El 11 de septiembre de 1973, fuerzas militares perpetraron un golpe de Estado que interrumpió violentamente el sistema democrático chileno. A partir de entonces, todas las personas consideradas de izquierda fueron sindicadas como “marxistas” y, conforme a los postulados del nuevo régimen, pasaron a convertirse en “enemigos de la nación”. Bajo esa premisa, miles de chilenos y chilenas fueron perseguidos, detenidos, torturados, asesinados, desaparecidos o exiliados. Poco se conoce, sin embargo, acerca de otra forma que cobró la represión estatal durante la dictadura: la usurpación sistemática de bienes a sus opositores políticos.
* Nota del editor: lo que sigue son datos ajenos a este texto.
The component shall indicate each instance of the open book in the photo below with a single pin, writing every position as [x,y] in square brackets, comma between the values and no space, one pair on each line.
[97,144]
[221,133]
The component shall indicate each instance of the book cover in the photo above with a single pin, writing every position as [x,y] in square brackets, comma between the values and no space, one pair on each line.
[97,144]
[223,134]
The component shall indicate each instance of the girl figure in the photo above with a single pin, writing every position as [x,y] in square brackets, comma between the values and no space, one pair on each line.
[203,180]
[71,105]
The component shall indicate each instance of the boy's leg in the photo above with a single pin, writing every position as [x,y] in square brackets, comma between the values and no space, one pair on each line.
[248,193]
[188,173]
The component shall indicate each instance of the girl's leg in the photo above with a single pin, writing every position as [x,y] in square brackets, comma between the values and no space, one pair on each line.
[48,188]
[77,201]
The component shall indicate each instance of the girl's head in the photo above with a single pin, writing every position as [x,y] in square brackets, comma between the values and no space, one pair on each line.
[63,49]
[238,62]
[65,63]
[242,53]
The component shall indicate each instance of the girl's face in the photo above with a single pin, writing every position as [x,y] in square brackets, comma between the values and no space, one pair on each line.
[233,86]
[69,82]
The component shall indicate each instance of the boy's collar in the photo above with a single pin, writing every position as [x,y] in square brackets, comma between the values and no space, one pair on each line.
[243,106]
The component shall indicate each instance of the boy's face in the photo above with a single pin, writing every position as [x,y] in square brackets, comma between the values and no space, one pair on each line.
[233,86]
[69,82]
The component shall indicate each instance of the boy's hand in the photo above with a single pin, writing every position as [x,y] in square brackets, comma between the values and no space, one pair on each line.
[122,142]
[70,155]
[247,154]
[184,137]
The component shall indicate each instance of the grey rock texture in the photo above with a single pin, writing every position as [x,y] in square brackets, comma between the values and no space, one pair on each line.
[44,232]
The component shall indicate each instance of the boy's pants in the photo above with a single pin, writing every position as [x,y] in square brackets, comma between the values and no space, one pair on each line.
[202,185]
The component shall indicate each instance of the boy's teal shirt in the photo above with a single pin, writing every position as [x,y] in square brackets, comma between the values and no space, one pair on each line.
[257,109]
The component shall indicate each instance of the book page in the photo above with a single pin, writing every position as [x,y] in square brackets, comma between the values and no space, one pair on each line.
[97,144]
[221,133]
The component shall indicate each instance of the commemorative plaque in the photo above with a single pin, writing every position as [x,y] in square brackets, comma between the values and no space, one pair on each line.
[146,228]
Para apoderarse del patrimonio de sus detractores –ya fuera que se tratara de inmuebles, empresas o vehículos–, las autoridades del régimen organizaron una compleja trama burocrática. El mecanismo se sustentaba jurídicamente en el Decreto Ley N.° 77, promulgado por la Junta de Gobierno el 8 de octubre de 1973, a menos de un mes del golpe: tras declarar ilícitos y disueltos todos los partidos, agrupaciones o movimientos «que sustenten la doctrina marxista», el instrumento ordenaba pasar sus bienes al dominio del Estado y destinarlos a los fines que la Junta de Gobierno estimara convenientes. El mencionado decreto cubrió de un manto de legalidad el procedimiento de confiscación, en el cual intervinieron diversos ministerios, departamentos y oficinas estatales, así como miles de funcionarios civiles.
La dictadura chilena fue altamente burocrática y dejó cientos de documentos (decretos, oficios, memorandos, informes, actas, providencias, etc.) que dan cuenta de esos procesos de incautación. Aunque muchos de ellos fueron rotulados como “reservados” o “secretos”, la reciente desclasificación de expedientes y su preservación, resguardo y digitalización por parte del Archivo Nacional de la Administración han permitido comenzar a reconstruir y esclarecer el circuito administrativo de despojo implementado por la dictadura chilena contra sus opositores.